Kris Khalil, executive director of NOBIC, said Informuta’s decision to expand here “reinforces our city’s position as a hub for life science innovation. This expansion means more specialized jobs, more clinical impact and more reasons for top talent to call New Orleans home.”
Next-Generation Diagnostic Technology Targets Drug Resistance
Traditional diagnostics provide a snapshot: clinicians send a sample to a hospital lab and receive results showing which drugs are effective or ineffective at that moment. Informuta’s approach adds a predictive dimension. “Our technology goes further by predicting how resistance will develop over time—at 7, 30, even 90 days,” Hall said. “For example, we can indicate that a particular drug has an 85% chance of resistance emerging within 30 days.”
For acute cases like sepsis, that insight helps doctors avoid drugs likely to fail and improves the chance of survival. For chronic or recurrent infections, it informs longer-term treatment strategies. “Our immediate focus is on high-risk patients—such as those who are immunocompromised, transplant recipients or undergoing chemotherapy—who are especially vulnerable to drug-resistant infections,” Hall said.
But the broader aim, he added, is to change the entire paradigm of diagnostics. “Today, the field is largely reactive: we test after resistance has already occurred. Our approach looks forward, predicting whether resistance is likely to develop in the future and giving clinicians the ability to intervene before it happens. By enabling proactive decision-making, we can prevent treatment failures, conserve the effectiveness of existing antibiotics and ultimately slow the spread of resistance—a critical step in addressing what is projected to become the leading cause of mortality by 2050.”

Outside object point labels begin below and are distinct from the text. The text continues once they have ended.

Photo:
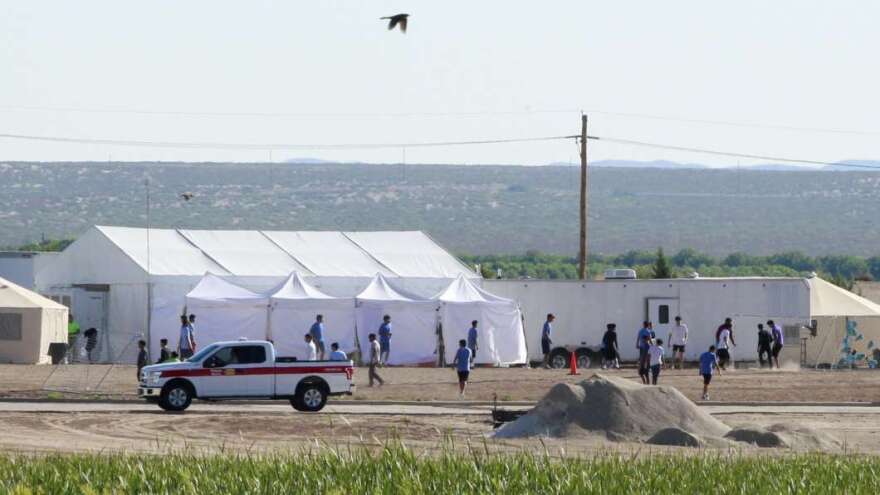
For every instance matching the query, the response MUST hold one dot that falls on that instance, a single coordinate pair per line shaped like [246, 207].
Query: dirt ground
[207, 432]
[513, 384]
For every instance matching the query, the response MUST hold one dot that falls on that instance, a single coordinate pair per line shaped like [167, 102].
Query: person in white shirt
[655, 357]
[336, 354]
[678, 340]
[312, 349]
[375, 351]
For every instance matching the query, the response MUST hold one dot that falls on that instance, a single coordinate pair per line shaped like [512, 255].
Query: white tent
[131, 283]
[500, 332]
[29, 322]
[293, 307]
[225, 311]
[413, 322]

Positioning New Orleans as a Growing Biotech Hub
Hall said Informuta is working toward Clinical Laboratory Improvement Amendments (CLIA) certification for its NOBIC lab, which will allow it to receive samples, run tests and deliver validated reports that directly impact patient care. The company is aiming for its first full implementation pilot by the end of 2026, involving 24-hour turnaround results integrated into real-time treatment plans.
In the meantime, Informuta is continuing pilot studies with Ochsner and the University of Pittsburgh Medical Center, while also maintaining operations in San Diego, California.
“We are in the process of setting up our lab suite here, and the milestones ahead—clinical validation studies, CLIA certification, regulatory approval—are all paving the way for market launch,” Hall said. “By anchoring our clinical operations in New Orleans, we’re not only advancing our technology but also creating high-value jobs and helping position this region as a leader in biotech innovation.”
Informuta’s expansion adds to a growing roster of companies and research programs now clustered at NOBIC and Tulane Innovation Institute. Together with Ochsner’s role in piloting new diagnostics and Tulane’s push through initiatives like Founder Lab, local leaders see these efforts as building blocks for a sustainable biotech economy. As startups scale from faculty discoveries to FDA submissions, New Orleans is aiming not just to host innovation but to become a national model for how academic research, healthcare systems and investors can collaborate to drive new industries.